De tactiek van de menselijke golf aanval werd als volgt uitgevoerd: de nauwelijks bewapende kinderen en jongeren moesten continu voorwaarts lopen in perfect rechte lijnen. Het maakte niet uit of zij vielen als kanonnenvlees van vijandige schoten of de mijnen met hun lichamen lieten afgaan. Het belangrijkst was dat de Basij continu naar voren liepen over de gehavende en verminkte overblijfselen van hun gevallen kameraden, terwijl zij golf na golf hun dood tegemoet gingen. 'Zij komen naar ons toe in enorme hordes met hun eerste golf,' klaagde een Iraakse officier in de zomer van 1982. 'Je kunt de eerste golf neerschieten, en dan de tweede. Maar er komt een moment dat de lichamen zich voor je opstapelen, en al wat je wilt is schreeuwen en je wapen weggooien. Het zijn tenslotte mensen.'[12]

In het voorjaar van 1983 had de Basij 2,4 miljoen Iraniërs opgeleid in het gebruik van wapens en 450.000 naar het front gestuurd.[13]

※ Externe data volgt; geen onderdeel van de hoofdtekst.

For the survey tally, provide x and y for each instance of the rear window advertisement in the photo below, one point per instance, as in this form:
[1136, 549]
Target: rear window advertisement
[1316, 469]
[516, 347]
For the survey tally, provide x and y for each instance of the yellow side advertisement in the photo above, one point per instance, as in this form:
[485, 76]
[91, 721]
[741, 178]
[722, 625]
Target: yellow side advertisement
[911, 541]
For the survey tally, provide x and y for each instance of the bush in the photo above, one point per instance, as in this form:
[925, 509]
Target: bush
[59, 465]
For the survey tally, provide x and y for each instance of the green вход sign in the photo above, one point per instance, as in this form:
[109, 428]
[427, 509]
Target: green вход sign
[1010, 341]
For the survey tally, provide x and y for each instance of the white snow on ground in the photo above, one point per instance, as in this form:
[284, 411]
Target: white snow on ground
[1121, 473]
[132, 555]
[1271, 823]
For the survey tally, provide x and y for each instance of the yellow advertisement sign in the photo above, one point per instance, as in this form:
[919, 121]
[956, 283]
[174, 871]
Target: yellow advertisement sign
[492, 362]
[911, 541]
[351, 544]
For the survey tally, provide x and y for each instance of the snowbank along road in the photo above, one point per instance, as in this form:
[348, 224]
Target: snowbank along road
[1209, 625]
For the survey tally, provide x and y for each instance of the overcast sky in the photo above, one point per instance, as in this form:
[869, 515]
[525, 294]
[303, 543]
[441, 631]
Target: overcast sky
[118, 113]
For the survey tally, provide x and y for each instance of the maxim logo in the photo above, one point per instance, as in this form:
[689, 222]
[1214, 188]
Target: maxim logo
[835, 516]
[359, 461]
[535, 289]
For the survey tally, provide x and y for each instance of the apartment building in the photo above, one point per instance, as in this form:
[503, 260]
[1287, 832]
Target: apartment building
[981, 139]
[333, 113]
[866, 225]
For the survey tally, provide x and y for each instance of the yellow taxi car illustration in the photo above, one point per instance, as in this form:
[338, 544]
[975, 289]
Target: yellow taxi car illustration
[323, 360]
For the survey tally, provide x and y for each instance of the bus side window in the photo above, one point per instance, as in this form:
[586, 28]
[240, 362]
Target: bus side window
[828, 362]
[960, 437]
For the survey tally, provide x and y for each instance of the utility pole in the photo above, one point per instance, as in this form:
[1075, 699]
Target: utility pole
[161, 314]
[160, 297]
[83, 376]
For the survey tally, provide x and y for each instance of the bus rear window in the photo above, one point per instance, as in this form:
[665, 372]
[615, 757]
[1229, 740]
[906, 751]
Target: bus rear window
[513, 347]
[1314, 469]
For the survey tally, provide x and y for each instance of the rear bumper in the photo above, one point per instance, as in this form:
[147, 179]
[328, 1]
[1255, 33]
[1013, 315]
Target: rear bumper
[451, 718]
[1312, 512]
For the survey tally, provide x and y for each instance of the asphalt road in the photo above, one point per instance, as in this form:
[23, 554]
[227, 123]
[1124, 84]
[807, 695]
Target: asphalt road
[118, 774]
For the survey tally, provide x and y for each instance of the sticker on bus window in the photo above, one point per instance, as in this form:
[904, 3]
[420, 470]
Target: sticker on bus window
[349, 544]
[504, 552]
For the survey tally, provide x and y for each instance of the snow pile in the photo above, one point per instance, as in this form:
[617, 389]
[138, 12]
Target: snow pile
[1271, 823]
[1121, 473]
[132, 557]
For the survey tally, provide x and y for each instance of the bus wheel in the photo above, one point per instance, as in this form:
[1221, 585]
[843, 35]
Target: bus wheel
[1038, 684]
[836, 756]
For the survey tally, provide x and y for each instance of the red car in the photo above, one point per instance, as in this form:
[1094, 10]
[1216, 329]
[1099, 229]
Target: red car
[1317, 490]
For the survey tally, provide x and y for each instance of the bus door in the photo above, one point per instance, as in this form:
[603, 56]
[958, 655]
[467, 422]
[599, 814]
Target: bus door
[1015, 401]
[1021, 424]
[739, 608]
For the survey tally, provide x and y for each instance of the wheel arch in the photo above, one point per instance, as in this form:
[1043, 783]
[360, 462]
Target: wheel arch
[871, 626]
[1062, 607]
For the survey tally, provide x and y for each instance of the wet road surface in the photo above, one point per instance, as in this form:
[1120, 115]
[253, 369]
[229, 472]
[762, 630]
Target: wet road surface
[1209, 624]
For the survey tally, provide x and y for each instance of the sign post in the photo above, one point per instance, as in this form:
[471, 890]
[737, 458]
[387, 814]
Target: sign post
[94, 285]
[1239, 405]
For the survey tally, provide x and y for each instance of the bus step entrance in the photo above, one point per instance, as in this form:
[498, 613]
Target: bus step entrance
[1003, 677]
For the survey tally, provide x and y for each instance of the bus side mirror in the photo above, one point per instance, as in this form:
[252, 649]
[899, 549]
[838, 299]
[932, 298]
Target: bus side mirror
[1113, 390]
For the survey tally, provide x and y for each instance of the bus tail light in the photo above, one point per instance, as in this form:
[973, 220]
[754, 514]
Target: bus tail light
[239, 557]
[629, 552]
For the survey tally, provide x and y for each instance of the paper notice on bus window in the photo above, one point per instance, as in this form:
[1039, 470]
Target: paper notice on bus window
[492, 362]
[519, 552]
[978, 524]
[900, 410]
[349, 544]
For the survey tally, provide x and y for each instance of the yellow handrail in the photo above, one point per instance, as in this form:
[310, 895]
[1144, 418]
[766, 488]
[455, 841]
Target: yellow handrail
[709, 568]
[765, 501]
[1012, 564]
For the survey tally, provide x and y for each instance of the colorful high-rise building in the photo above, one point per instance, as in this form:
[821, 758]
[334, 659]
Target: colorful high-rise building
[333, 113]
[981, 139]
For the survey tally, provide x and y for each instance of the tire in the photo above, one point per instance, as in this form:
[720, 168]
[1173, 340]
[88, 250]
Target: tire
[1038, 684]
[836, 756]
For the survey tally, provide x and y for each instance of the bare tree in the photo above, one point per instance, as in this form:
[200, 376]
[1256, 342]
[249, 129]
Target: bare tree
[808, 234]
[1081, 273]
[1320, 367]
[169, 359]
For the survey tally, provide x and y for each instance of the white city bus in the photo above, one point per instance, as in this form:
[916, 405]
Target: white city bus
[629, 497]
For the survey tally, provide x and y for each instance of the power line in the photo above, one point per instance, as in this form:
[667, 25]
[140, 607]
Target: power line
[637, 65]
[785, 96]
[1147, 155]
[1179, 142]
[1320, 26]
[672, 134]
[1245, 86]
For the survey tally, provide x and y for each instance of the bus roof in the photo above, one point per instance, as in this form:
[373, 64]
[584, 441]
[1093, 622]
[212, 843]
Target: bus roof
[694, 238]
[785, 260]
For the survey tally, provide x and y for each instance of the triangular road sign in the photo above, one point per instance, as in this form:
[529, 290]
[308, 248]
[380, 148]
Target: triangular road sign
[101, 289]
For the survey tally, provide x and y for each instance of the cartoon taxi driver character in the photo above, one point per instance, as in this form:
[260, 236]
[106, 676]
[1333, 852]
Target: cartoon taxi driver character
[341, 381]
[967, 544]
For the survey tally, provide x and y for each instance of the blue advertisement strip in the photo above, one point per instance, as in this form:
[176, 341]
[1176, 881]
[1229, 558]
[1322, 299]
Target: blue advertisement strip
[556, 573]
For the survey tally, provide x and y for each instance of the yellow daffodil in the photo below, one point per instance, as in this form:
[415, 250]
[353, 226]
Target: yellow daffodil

Taken na de Irak-Iranoorlog

[bewerken | brontekst bewerken]

Na de Irak-Iranoorlog werd de Basij gereorganiseerd en geleidelijk werd de belangrijkste taak het garanderen van de binnenlandse veiligheid van het islamitisch regime. In 1988 was het aantal controleposten van de Basij enorm afgenomen, maar de Basij waren voornamelijk bezig de gangen van de bevolking na te gaan. [14] Zij handhaven de fatsoensnorm van hidjab, en arresteren vrouwen voor het overtreden van de kledingvoorschriften. Zij arresteren jongeren die zich niet houden aan de segregatie van mannen en vrouwen. Bijeenkomsten met zowel mannen en vrouwen zijn niet toegestaan, evenmin als het in het openbaar vertonen met leden van het andere geslacht die niet tot de familie behoren.[15] De Basij nemen ook onzedelijke publicaties en satellietschotels in beslag.[1]

In 1988 werden Basij-e organisaties op scholen en universiteiten gevormd om Gharbzadegi en mogelijke studentenprotesten tegen de overheid te bestrijden. [15]

De Basij treden ook op bij rampenbestrijding, en worden gemobiliseerd in geval van aardbevingen, andere natuurrampen of rampen door menselijk toedoen. Zij kunnen de wetshandhaving ondersteunen door controleposten in stadswijken op te zetten om het smokkelen van drugs en mogelijke opstanden te onderdrukken.

In 1993 zouden de Asjoera Brigades zijn gevormd nadat er opstanden tegen de overheid waren uitgebroken in diverse Iraanse steden. Deze islamitische brigades werden samengesteld uit zowel de Revolutionaire Garde als de Basij. Tegen 1998 telden zij 17.000 in aantal.[1]